Behind the bar with Brian Smith at Pinche Taqueria
Brian Smith, the barman at Pinche Taqueria who will also be behind the stick at the resurrected Squeaky Bean when that restaurant opens next year, began his love affair with the bar before he was even legal. "I've been bartending at home since I graduated from high school," he admits. "I got into cocktails because my brother and I used to have parties. He was running the kitchen at a pizzeria, so he would cook. I would be the beverage guy, and little eighteen-year-old me would be sitting there schooling people on classic cocktails."
His early days weren't all Manhattans and Martinis, though. "I think one of my favorite first drinks was gin and fresh juice," he remembers. "We used to drink it from 20 ounce mason jars."
After he turned 21, Smith decided to get behind the bar professionally. "I got my start developing the wine-bar concept at Pulcinella Pizzeria in Fort Collins" where he was going to school, he explains. He later moved down to the Pulcinella Pizzeria and Wine Bar in Cherry Hills Village, where he ran the drinks program, building a list of wine and beer and creating cocktails with Italian twists to go with his menu. It was while he was working there that he met Johnny Ballen, owner of the Squeaky Bean, and Smith agreed to eventually join that team when the concept reopened.
In the meantime, though, Ballen consulted on the drinks list at Pinche Taqueria, bringing Smith on to help.
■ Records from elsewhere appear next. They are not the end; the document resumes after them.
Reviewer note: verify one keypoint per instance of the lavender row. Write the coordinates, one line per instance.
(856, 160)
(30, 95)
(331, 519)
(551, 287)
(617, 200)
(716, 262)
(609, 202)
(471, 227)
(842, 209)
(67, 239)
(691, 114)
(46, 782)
Rather than return to pizza, the bartender stayed on at Pinche permanently, shaking classics and signature cocktails that he helped develop, pouring from a spirits list that's tequila- and whiskey-based, and continuing his quest for knowledge that he'll eventually take to the Bean a few nights a week, too. Here, he weighs in on his experiences behind the bar.
Bartending rule to live by: If we're talking advice to someone who was getting into bartending, I would say that they should understand that bartending is about 90 percent janitorial. You see volume bartenders that are really good at knocking out cocktails, but an air of cleanliness and professionalism is important. Otherwise, I think it's important to be both a bartender and a mixologist. Don't be a bartender who doesn't give a shit about the balance of the cocktails, and don't be a mixologist who doesn't care about the customer. It's fine to be snobby at home, but when you're behind the bar, you have a responsibility to get people to come back to that bar, and it helps if you can help them forget their day. Liquor is a nice tool for that, but a personality goes a long way, too.
Five words to describe your drink list: Shut up and come in. No, just kidding. Fresh, playful, honest, laminated (it is! It's laminated!), consistent.
Favorite drink on your list and why:I really dig our Proximus Paloma. It's the best Paloma I've had. We use Proximus Tequila, and Carlos, the owner, comes in pretty often. His wife, who's on the bottle, says it's her favorite, too. I think it's because a lot of Palomas are heavy on sweetness -- but ours is about balance.
Favorite item on your back bar: The stereo. Everything else is sort of a tool, but if you don't have a stereo, you're not having fun. Oh, you mean spirit? Tequila Ocho Blanco. It's a way to reintroduce people to tequila, and I think it's the purest agave spirit out there. It smells a little like drywall must. Agave liquor, after the heating process and mashing, smells like wet cement. It's really minerally. That's what I think of when I smell Tequila Ocho.
What was your craziest night behind the stick? When I was working at the pizzeria in Cherry Hills Village, I had group of regulars. There were a lot of nights when I would be the bartender, manager, host, everything, and I'd be closing the place down. So we'd have after-parties, and those regulars and friends would come in and drink Brian specials at the wine bar. One night, though, things got out of control. One guy kept trying to come behind the bar and make his own drinks, and one guy wouldn't stop playing the piano we had. He was Glee-ing out, if that's a verb. I finally told him, "I don't look like a bouncer, but I will be."
Favorite Denver venue for a drink that's not your own, and what you order when you're there: I've been really digging El Diablo for awhile. It was between my house and work, and sometimes you want to go to a place where you don't talk about the business, where you can just hang out and be a patron. That's El Diablo for me. And I love, love, love the Diablotini. I dig the cucumber and jalapeno-infused tequila. I love the texture of the cocktail. A lot of times you lose freshness in an infused spirit, but this one is really great.